Que cette attitude cynique puisse encore s’exhiber est un fait désespérant : elle annihile les efforts et les tentatives de nombre d’écrivains, poètes, compositeurs, hommes de science qui ont inscrit le témoignage des exactions iniques du pouvoir au cœur de leurs œuvres, à commencer par Fiodor Dostoïevski avec Souvenirs de la maison des morts… suivent Mikhaïl Boulgakov avec Le maître et Marguerite, Evgueni Evtouchenko et Dimitri Chostakovitch avec Babi Yar, Vassili Grossman avec Vie et Destin et Tout passe, Alexandre Soljenitsyne avec l’Archipel du Goulag, Chostakovitch avec ses Symphonies et Quatuors à cordes, Andreï Sakharov, père de la bombe H soviétique et militant pour les droits de l’homme et les libertés civiles, prix Nobel de la Paix en 1975…

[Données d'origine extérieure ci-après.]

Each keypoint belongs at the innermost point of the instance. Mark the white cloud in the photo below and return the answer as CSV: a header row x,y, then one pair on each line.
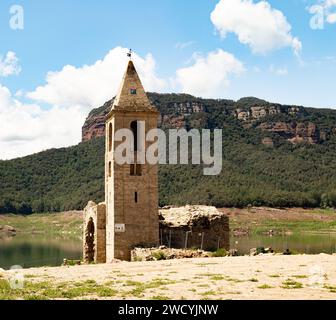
x,y
278,71
208,76
28,128
9,65
92,85
331,18
184,45
257,25
328,7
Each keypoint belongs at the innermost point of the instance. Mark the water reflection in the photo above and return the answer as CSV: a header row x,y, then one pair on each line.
x,y
301,243
34,251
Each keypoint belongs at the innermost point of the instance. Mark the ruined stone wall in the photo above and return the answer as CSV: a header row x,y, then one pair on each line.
x,y
196,227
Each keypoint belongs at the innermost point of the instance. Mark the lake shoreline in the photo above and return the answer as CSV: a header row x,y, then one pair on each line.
x,y
265,277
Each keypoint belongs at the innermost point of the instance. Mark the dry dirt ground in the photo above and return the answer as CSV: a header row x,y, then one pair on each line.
x,y
263,277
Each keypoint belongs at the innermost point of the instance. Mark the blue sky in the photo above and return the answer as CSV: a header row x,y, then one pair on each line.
x,y
179,35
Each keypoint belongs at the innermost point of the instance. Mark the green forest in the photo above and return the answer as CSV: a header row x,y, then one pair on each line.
x,y
253,174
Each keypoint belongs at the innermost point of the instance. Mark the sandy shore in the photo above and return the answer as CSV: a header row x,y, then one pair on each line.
x,y
261,278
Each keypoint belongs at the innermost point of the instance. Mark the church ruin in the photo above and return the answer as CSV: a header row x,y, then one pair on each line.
x,y
130,217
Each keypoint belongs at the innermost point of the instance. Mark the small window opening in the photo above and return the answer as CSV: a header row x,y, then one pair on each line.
x,y
110,137
136,170
134,128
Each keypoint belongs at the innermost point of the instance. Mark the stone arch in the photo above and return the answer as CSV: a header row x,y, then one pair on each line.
x,y
89,254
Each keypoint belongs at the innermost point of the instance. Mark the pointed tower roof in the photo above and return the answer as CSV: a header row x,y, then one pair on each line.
x,y
132,96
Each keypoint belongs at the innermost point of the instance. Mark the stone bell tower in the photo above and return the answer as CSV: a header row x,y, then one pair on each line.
x,y
131,190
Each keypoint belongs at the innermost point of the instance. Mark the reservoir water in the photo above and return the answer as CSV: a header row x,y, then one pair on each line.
x,y
29,250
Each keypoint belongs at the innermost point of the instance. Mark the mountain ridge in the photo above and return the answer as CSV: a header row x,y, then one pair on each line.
x,y
273,155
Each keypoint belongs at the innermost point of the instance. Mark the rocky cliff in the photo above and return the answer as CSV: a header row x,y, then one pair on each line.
x,y
292,123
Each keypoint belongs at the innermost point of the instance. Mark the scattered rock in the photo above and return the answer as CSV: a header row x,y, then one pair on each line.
x,y
233,253
155,254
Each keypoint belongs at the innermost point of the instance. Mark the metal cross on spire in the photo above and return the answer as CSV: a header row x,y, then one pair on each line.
x,y
129,54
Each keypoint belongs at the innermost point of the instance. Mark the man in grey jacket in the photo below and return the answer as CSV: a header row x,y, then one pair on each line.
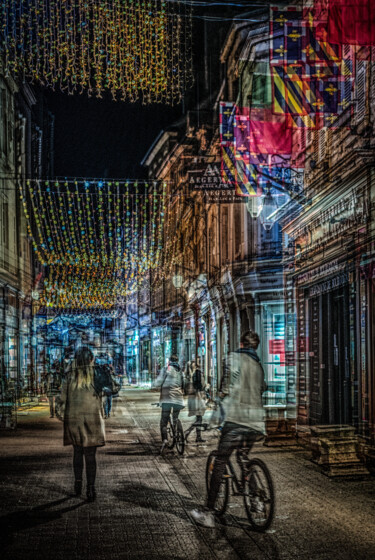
x,y
243,386
170,382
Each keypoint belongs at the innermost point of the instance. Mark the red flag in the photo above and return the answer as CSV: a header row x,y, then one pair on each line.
x,y
269,133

Les consciences sont-elles vouées à l’impuissance face à la folie meurtrière, au déchaînement de la toute-puissance mortifère ? Edgar Morin qui, à 103 ans a vécu bien des événements historiques, écrit abasourdi par les décisions de Netanyahou en Israël, chef d’Etat qui représentant « les descendants d’un peuple qui a été persécuté pendant des siècles » ose perpétrer un « carnage, massif, sur les populations de Gaza » ; Edgar Morin se dit « ahuri » par le « silence du monde » : « Je pense que nous vivons une tragédie horrible parce que nous sommes aussi impuissants devant cette chose qui se déchaîne », affirmant que « la seule chose qui reste si on ne peut pas résister de façon concrète, c’est de témoigner. Résistons dans nos esprits, ne nous laissons pas duper, ne nous laissons pas oublier, ayons le courage de regarder les choses en face et voyons tout ce que nous pouvons faire pour continuer à témoigner. » (« Gaza et le silence des Etats », intervention d’Edgar Morin au Festival du livre africain de Marrakech, 15 février 2024, diffusée par Dominique Natanson sur Facebook).
Face au « gangster » meurtrier qu’est Poutine, le choix courageux de Navalny a donc été de témoigner directement par ses actes et son défi au pouvoir, sur place et non en exil, et, par là-même de nous inciter à témoigner, à dénoncer les iniquités, les abus de pouvoir, à ne pas désespérer totalement puisqu’il reste la faculté de témoigner…
Au lendemain de la mort suspecte de Navalny, repensons à ce qu’il a dit en 2022 au cinéaste canadien Daniel Roher qui a réalisé un film sur lui Daniel Roger Navalny :
« N’abandonnez pas. Si cela se produit, s’ils décident de me tuer, cela veut dire que nous sommes incroyablement forts. » (Cité dans Le Monde du lundi 19 février 2024, p.3).
Sa force : il n’avait pas peur, et c’est ce dont il témoigne devant ses concitoyens et tous les citoyens du monde. « N’ayez pas peur » de dénoncer l’autocratie de Poutine et autres dictateurs, les guerres criminelles en Ukraine, à Gaza, après celles de Syrie, d’Irak, d’Afghanistan, de Tchétchénie, etc. et n’ayez pas peur de dénoncer le pillage des ressources au profit des ploutocrates.
Et pour mesurer la force de témoignage de l’art, réécoutons la 13e Symphonie de Chostakovitch, Babi Yar, dont le quatrième mouvement s’intitule « Peurs » et le cinquième « Une Carrière », une évasion possible de l’emprise du système soviétique.